Essas histórias terríveis sobre armas geralmente acontecem enquanto as pessoas buscam o que deveria ser sua vida normal. No final do mês passado, uma motorista de Uber em Ohio foi morta quando foi enviada à casa de um homem de 81 anos que acreditava estar trabalhando para alguém que estava tentando enganá-lo.

A última coisa que deveríamos deixar para cada estado é a regulamentação de armas, visto que é extremamente fácil – e comum – que as armas atravessem as fronteiras estaduais. E de qualquer forma, você realmente não quer confiar nas legislaturas estaduais quando se trata de questões nacionais de vida ou morte. Basicamente, você estaria apostando na sabedoria e prudência de pessoas como o deputado estadual do Colorado, Don Wilson, que recentemente teve que se desculpar por deixar uma arma semiautomática carregada no banheiro do Capitólio do Estado.

Ou os senadores estaduais do Tennessee, cuja resposta ao terrível tiroteio na escola de Nashville, que deixou seis pessoas, incluindo três crianças, mortas, foi aprovar um projeto de lei que permite aos professores portar armas escondidas para o trabalho.

É possível chegarmos ao mesmo ponto em relação à segurança das armas que estamos chegando em relação ao aborto – onde as pessoas que fazem a política se sintam pressionadas a serem sensatas? Christian Heyne, funcionário da Brady, uma organização contra a violência armada, acha que, no que diz respeito às atitudes públicas, estamos chegando lá. “É realmente um novo jogo para nós”, disse ele.

Isso se deve em grande parte à Lei Bipartidária de Comunidades Mais Seguras, aprovada em 2022, que impede infratores de contravenção de comprar armas por cinco anos após sua libertação da prisão e melhora a verificação de antecedentes para compradores de armas menores de 21 anos.

Um projeto de lei histórico. Na verdade, é assim que eles chamam. Porque vivemos num país onde, quando se trata de armas, ser basicamente sensato pode ser totalmente impossível. Um dos líderes por trás do projeto de lei, o senador Chris Murphy, acredita que o Congresso abordou tanto a questão do aborto quanto das armas porque a história o forçou. A decisão da Suprema Corte de anular a proteção ao aborto no caso Roe v. Wade desencadeou um esforço para aprovar uma nova autorização. E as armas voltaram à agenda depois que um tiroteio em uma escola em Uvalde, Texas, ceifou a vida de 19 estudantes e dois professores.
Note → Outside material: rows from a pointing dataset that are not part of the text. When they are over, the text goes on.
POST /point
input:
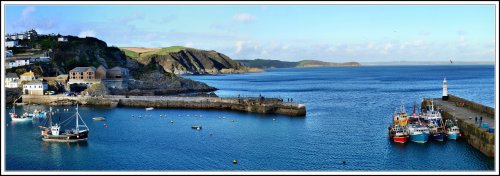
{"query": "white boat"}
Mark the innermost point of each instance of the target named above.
(99, 118)
(452, 130)
(53, 133)
(432, 114)
(17, 118)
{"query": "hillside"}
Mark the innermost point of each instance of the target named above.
(184, 60)
(82, 52)
(263, 63)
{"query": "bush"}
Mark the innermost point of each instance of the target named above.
(96, 89)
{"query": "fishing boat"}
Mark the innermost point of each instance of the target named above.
(417, 129)
(432, 114)
(437, 132)
(99, 118)
(17, 118)
(39, 114)
(452, 130)
(397, 131)
(53, 133)
(418, 133)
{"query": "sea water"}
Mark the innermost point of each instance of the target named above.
(348, 111)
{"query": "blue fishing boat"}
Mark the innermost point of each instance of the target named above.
(418, 133)
(452, 130)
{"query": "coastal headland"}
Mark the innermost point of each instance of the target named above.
(259, 105)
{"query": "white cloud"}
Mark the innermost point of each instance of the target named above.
(87, 33)
(239, 46)
(189, 44)
(27, 11)
(243, 17)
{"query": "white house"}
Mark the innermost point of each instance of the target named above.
(11, 63)
(22, 61)
(62, 39)
(9, 53)
(35, 88)
(12, 43)
(11, 80)
(28, 76)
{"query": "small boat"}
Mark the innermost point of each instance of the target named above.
(398, 134)
(17, 118)
(452, 130)
(52, 133)
(397, 131)
(437, 132)
(99, 118)
(418, 133)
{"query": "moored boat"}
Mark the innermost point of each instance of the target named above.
(397, 131)
(17, 118)
(452, 130)
(418, 133)
(53, 133)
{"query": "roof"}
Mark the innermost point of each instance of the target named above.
(82, 69)
(63, 76)
(118, 68)
(34, 83)
(49, 78)
(28, 74)
(101, 68)
(11, 75)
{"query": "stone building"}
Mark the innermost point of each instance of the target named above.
(34, 88)
(11, 80)
(28, 76)
(100, 72)
(81, 78)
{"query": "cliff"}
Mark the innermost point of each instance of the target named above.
(263, 63)
(183, 60)
(89, 51)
Os cidadãos comuns, disse Murphy, estavam encharcados “da sensação de que outra pessoa controla seus corpos e do medo de que seus filhos não voltem da escola”.

Portanto, mudanças em ambas as frentes. Mas pessoas totalmente irresponsáveis ​​– às vezes totalmente criminosas – ainda podem comprar armas online ou em feiras de armas e vendê-las a traficantes especializados em vendê-las exatamente para as pessoas que não queremos ver andando armadas. Mudanças foram feitas, mas a configuração ainda é… assustadora. Os direitos das mulheres dominam na frente do aborto – ou pelo menos nos estados que querem restringi-los, os políticos estão a tentar disfarçar a sua intenção. Mas o lobby das armas ainda reina no lado do tiro. E Trump, por exemplo, os corteja com gosto.